For those of you who have been or are currently charged with a crime you might be wondering what is the difference between a misdemeanor and a felony in New York State.  The main distinction between the two lies with the penalty and the length of imprisonment.  In New York a crime is a misdemeanor if it is punishable by no more than a year in the county jail.  While a crime is a felony if it punishable by more than a year in a state prison.

Some crimes can be either a misdemeanor or a felony depending on the severity of the offense or some aggravating characteristic.  For example, you could punch someone in the face causing an injury and be arrested for misdemeanor assault, but if you hit that same person over the head with a beer bottle causing an injury you could be arrested for felony assault based on the use of a weapon.  Another example would be larceny.  You would be charged with misdemeanor petit larceny if you steal property and the value of the property is less than $1000.00.  However if you steal property and the value of the property exceeds $1000.00 you will be charged with felony grand larceny.

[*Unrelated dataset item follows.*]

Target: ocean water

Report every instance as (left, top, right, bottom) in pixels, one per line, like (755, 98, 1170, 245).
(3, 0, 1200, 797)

The main similarity between a misdemeanor and a felony is that both are considered criminal convictions that will stay on your record indefinitely.  As of right now there is no expungement available in New York State.  So you could be convicted of a crime at the age of 19 and it will still be on your record 50 years later.  Further, a conviction of either crime can prevent you from owning a firearm or from working at schools or government agencies.

If you are facing criminal charges, whether it be a misdemeanor or a felony, you should speak with an experienced attorney.  An attorney can explain the penalties you could face if convicted of either crime.